Is there anything more British than afternoon tea?! Vintage crockery, old-school teapots and a three-tier cakestand full of goodies – from finger sandwiches to cakes, pastries and of course the legendary scones! I love scones. Biting into these buttery goodies is one of the niceties of living on this island.
As a passionate hobby baker arriving in the UK, I obviously had my go at making scones. It ended in a total disaster. The normally fluffy teacakes turned out like little rock-solid stones! Unbelievably embarrasing. That’s when I realized that the whole magic about scones lies not in their simple yet fulfilling taste, but in their texture. This buttery crumbly consistency is essential to a proper scone.
So after my initial failure at making scones I didn’t really feel like messing up another batch. No competitive spirit, no proving myself – I’d secretly given up on ever making perfect scones. Yes, I had shrugged it off as one of those things – alongside with über-perfect macarons and proper sourdough bread – that I just wouldn’t ever master. Fine. No problem. No one’s gonna find out anyway.
But then… I got this commission for writing an article on afternoon tea. Alongside explaining the concept and listing some nice places in London, I also had to include a recipe for – scones! I felt hot and cold flushes rushing through my body. Damn, just when you think you’ve managed to conceal something it catches you in bright daylight.
So, the recipe testing began.
Now let me tell you, it really isn’t as hard as I thought! In fact, all you need to watch is your kneading! Knead the dough like a bread or pizza dough and you’re doomed! Gently mix it and knead the dough very briefly for a few seconds and you’re onto a winner!
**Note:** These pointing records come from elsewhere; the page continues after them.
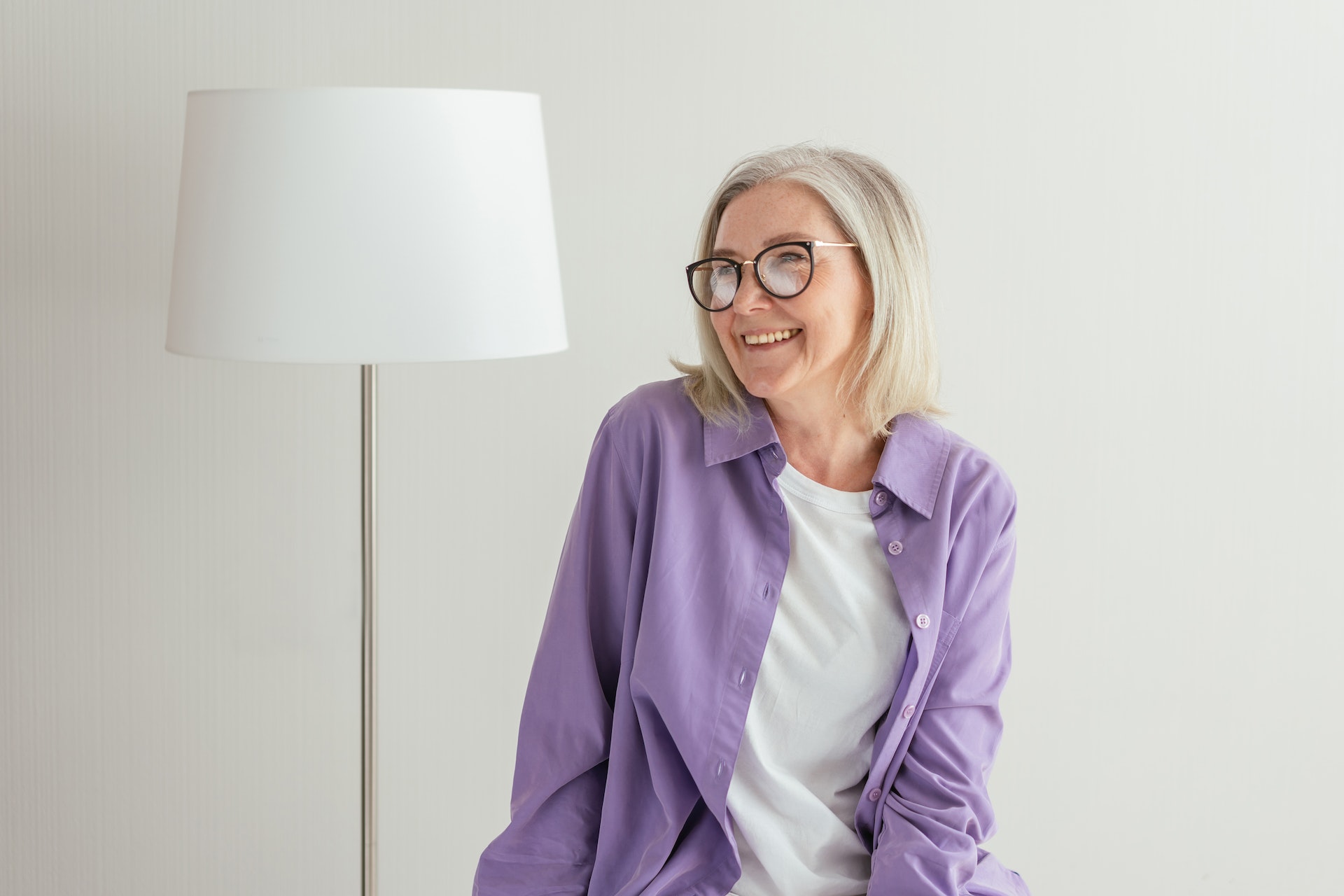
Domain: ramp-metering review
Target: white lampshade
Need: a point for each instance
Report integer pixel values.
(365, 225)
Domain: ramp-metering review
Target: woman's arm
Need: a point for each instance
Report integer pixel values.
(939, 811)
(565, 732)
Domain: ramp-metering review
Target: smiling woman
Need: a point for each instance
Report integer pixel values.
(777, 637)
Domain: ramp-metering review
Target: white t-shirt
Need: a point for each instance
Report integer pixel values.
(830, 672)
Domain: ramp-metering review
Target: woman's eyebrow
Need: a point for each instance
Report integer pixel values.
(774, 241)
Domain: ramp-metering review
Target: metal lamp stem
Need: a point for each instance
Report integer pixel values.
(369, 406)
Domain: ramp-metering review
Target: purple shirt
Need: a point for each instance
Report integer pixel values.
(652, 641)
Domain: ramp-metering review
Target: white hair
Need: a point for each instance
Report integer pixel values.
(898, 371)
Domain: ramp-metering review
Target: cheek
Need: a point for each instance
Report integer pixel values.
(724, 332)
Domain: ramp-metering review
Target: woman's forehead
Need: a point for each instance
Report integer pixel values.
(773, 213)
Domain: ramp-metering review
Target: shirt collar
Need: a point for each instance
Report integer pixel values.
(910, 466)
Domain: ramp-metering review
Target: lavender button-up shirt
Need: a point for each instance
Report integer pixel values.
(657, 621)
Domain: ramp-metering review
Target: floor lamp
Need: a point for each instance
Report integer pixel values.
(365, 226)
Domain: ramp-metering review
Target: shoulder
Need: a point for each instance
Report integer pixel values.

So, trust me and leave those frustration work-outs for another dough that requires some tough love. These scones are all about gentleness and care. ★
Makes 8 scones
250g self-raising flour (or 250g plain flour with 3tsp baking powder)
a pinch of salt
50g unsalted butter, cold
100ml full-fat milk
Preheat the oven to 200° celsius.
In a bowl, mix the self-raising flour (or flour with baking powder), salt and sugar. Cut the cold butter into small cubes and add to the flour mix. Now crumble the butter in between your fingers, and rub until the mixture resembles fine bread crumbs. For a lighter texture raise your hands just above the bowl and let the mixture fall back through your fingers. Once the mix resembles breadcrumbs, add the sultanas.
In a little cup, mix the egg with the milk and add to the flour/butter mix. Now take a knife and ‘cut’ into the mix so that a rough dough forms. (This technique prevents the dough from being overkneaded).
Take the dough out of the bowl and turn it onto a lightly floured surface. Knead very gently fpr a few seconds until you get a rough dough. Pat the dough down to about a 3cm thickness. Cut out rounds with a round 6cm cookie cutter and line up on a baking tray lined with baking paper.
Bake the scones for 10-12 minutes or until golden. Let them slightly cool down and serve whilst still warm.
Serve with clotted cream and raspberry jam.